Use only Russet potatoes, which are sometimes called "Idaho" potatoes. Never use red potatoes for mashing, as they mash with a gluey consistency.
Heating the milk before adding it also helps you get the right consistency.
Adding seasonings to the water ensures the potatoes will absorb them. Starches do not absorb flavor as well after they are cooked.
Some sites tell you to steam your potatoes, but I think having the potatoes right in the water with the herbs gives them more flavor.
1. Scrub the potatoes, chop into 2" chunks.
I leave the skins on unless the potatoes have begun sprouting eyes.
2. Cover with water and place on a burner, uncovered.
*Option: You could try cooking them in veggie broth instead for a different flavor.
3. Add a tablespoon of rosemary, about a teaspoon each of salt and garlic powder. You'll have to stir it a few times to keep the herbs from accumulating on the sides of the pan.
*Add as much or as little as you like of any spices you desire. Or just add salt if you're not a spice girl. (See what I did there?)
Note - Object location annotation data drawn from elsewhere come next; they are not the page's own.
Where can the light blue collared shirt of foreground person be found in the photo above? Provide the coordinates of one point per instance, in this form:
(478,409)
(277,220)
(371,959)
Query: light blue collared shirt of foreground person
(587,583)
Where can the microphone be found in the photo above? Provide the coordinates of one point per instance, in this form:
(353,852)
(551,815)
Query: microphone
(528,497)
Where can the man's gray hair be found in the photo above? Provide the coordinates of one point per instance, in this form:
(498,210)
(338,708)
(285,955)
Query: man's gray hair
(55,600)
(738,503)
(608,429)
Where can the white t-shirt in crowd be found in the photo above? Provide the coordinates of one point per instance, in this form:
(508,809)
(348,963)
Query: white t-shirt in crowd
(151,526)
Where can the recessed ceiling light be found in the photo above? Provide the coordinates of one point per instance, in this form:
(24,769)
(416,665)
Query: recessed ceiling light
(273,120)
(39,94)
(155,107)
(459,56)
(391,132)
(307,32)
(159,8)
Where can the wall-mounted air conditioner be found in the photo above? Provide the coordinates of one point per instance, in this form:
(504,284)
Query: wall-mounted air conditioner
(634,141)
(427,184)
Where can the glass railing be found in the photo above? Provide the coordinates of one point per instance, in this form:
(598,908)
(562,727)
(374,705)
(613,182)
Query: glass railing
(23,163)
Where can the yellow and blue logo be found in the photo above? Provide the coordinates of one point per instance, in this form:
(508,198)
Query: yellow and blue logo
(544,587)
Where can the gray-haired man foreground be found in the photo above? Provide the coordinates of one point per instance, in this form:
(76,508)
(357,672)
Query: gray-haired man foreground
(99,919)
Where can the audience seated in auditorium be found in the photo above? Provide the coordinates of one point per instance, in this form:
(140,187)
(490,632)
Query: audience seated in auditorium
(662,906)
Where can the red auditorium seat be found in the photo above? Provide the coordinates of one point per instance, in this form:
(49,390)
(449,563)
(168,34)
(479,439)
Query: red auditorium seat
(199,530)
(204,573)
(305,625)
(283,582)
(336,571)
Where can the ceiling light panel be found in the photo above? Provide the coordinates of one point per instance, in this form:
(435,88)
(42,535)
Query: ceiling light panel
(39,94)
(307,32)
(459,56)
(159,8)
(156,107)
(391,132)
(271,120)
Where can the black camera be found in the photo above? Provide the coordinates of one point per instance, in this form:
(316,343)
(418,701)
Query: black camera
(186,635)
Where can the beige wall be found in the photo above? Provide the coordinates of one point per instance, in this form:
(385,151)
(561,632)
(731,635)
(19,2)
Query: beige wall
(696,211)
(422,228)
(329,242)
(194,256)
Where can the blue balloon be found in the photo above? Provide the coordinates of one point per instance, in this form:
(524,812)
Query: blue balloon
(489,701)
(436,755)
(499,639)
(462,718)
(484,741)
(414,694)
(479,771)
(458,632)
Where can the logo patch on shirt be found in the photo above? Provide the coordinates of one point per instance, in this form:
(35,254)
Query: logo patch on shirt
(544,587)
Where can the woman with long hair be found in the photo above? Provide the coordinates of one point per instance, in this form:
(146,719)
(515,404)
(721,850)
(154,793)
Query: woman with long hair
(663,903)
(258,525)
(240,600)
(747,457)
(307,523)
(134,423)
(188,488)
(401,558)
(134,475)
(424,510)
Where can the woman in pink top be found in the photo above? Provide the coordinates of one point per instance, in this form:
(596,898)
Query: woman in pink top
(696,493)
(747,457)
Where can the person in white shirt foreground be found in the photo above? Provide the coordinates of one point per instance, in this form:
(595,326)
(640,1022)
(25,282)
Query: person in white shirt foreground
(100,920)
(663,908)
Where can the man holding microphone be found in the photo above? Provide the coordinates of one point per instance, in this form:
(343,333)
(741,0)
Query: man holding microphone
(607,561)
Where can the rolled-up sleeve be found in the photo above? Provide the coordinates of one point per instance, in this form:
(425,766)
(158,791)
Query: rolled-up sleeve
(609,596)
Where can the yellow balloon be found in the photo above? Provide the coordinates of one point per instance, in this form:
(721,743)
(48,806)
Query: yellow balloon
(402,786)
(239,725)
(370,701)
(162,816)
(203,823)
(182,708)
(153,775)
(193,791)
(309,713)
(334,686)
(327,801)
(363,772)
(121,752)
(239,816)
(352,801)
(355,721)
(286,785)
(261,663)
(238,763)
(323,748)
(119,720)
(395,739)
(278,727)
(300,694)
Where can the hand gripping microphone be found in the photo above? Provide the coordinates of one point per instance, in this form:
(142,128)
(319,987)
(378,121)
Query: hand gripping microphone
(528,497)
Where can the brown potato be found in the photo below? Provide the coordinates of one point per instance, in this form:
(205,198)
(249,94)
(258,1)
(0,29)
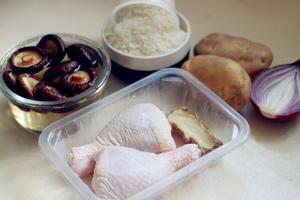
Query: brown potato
(223,76)
(254,57)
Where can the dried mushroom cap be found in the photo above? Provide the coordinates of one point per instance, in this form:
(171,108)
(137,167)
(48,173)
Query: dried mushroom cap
(84,55)
(10,80)
(26,83)
(79,81)
(28,60)
(60,69)
(47,92)
(54,47)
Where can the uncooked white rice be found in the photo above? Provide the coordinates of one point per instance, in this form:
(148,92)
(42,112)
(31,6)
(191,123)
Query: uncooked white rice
(144,30)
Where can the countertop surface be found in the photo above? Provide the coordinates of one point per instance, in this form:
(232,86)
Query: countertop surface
(267,166)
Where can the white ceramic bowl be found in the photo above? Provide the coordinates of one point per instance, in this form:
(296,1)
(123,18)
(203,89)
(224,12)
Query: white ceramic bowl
(151,63)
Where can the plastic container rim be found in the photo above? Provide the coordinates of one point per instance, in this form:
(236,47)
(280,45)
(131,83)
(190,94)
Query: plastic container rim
(158,187)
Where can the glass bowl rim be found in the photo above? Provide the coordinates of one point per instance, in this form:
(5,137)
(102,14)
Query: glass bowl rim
(64,103)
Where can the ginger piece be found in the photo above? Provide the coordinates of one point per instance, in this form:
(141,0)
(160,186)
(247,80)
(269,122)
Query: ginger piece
(192,130)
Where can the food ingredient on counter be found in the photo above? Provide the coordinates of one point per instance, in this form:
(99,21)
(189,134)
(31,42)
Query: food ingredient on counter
(276,92)
(254,57)
(54,46)
(28,60)
(78,81)
(43,92)
(60,69)
(83,54)
(26,84)
(142,126)
(192,130)
(42,64)
(10,80)
(223,76)
(144,30)
(121,172)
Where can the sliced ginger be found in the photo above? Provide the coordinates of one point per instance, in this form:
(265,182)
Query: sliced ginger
(193,130)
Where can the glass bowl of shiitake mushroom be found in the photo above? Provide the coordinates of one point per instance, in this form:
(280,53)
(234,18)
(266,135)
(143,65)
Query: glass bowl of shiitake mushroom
(48,76)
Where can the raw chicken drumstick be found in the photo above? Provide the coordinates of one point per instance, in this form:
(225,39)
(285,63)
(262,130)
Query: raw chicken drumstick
(122,172)
(142,126)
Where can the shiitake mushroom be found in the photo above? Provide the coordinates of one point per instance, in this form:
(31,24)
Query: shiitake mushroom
(54,47)
(28,60)
(78,81)
(26,83)
(60,69)
(10,80)
(84,55)
(47,92)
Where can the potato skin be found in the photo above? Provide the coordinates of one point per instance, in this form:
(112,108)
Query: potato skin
(223,76)
(254,57)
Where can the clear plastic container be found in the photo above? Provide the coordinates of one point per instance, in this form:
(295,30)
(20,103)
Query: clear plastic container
(168,88)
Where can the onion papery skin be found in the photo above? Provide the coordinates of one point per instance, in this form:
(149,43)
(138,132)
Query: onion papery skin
(264,89)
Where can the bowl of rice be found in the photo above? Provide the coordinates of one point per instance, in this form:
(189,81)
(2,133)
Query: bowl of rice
(142,38)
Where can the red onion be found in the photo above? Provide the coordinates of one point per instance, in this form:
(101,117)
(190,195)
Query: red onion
(276,92)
4. Cook until fork tender. Don't cook them too much. You don't want them mushy. Just fork tender. Then drain the water and pour the potatoes into a big mixing bowl.
5. Mash with a potato masher. Then beat them with a hand mixer.
6. Melt the butter and pour on. Mix some more.
7. Heat the milk in the microwave for about 1 minute. Test with fingertip. You want it hot but not boiling. Pour in the milk and keep mixing.
Add as little or as much milk as it takes to get the consistency you want. But always heat it first. Add the milk a little at a time, so you don't get it too thin.
8. Taste the potatoes. Tasting is crucial. Add more rosemary, garlic, a dash of onion powder, salt, and a bit of pepper a little at a time, mixing and then tasting until they are just the way you want them.
9. Top with fresh chives. I used garlic chives straight from the garden for mine.